Qui non siamo di fronte a un semplice fatto giudiziario. Siamo davanti a qualcosa di più grave: un cortocircuito tra lo Stato e se stesso.

Un carabiniere viene rinviato a giudizio per omicidio stradale mentre svolgeva il proprio dovere, inseguendo chi cercava di sottrarsi alla legge. Non stava partecipando a una corsa clandestina, non era un cittadino irresponsabile al volante. Semmai era un uomo in divisa, impegnato in un'azione di servizio. Eppure, nella narrazione che si va costruendo, questo elemento decisivo tende a scomparire. Tutto

viene appiattito, livellato, reso indistinguibile: chi fugge e chi insegue, chi viola la legge e chi la fa rispettare.

È un rovesciamento pericoloso, perché il messaggio che passa è: chi interviene rischia di pagare più di chi scappa. Chi indossa una divisa non è più tutelato dallo Stato, ma esposto, sacrificabile, persino colpevolizzabile. E allora mi domando: quale carabiniere, quale poliziotto, quale agente sarà ancora disposto a intervenire con prontezza, sapendo che ogni sua azione potrà essere riletta, scomposta e infine trasformata in un capo d'imputazione?

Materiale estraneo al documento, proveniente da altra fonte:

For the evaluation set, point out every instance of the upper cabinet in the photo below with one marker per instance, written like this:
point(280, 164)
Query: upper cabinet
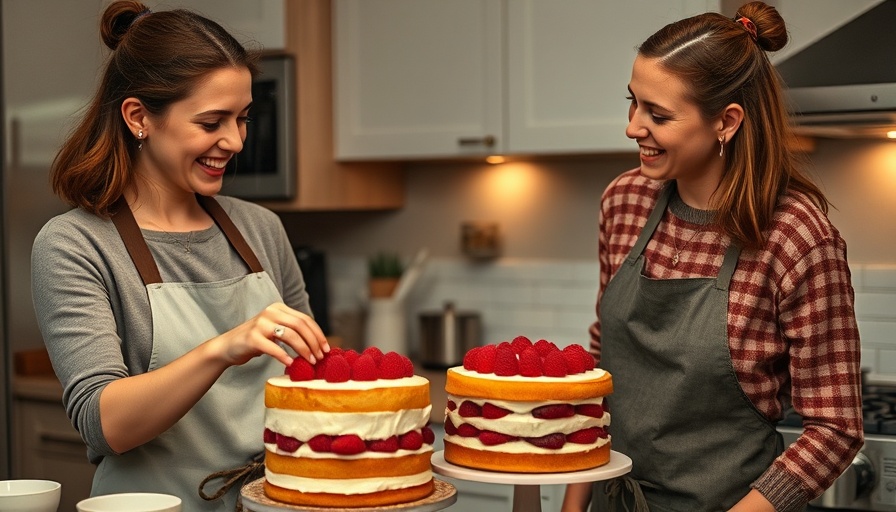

Non si tratta di invocare impunità, sia chiaro. La legge vale per tutti. Ma proprio perché vale per tutti, deve essere applicata con intelligenza, distinguendo tra chi delinque e chi combatte il crimine.

Altrimenti si finisce in una zona grigia dove lo Stato non difende più i propri uomini, ma li consegna al sospetto, al processo mediatico, a un calvario giudiziario che spesso dura anni. E uno Stato che mette alla sbarra chi lo difende compie un gesto che definire autolesionista è poco.

È uno Stato che perde autorevolezza, che smette di credere nella propria funzione, che finisce per alimentare proprio quel disordine che dovrebbe contrastare. Se questa è la direzione, non stupiamoci poi se l'autorità viene contestata, irrisa, rifiutata. Perché la prima a non rispettarla sembra essere, sempre più spesso, lo Stato stesso.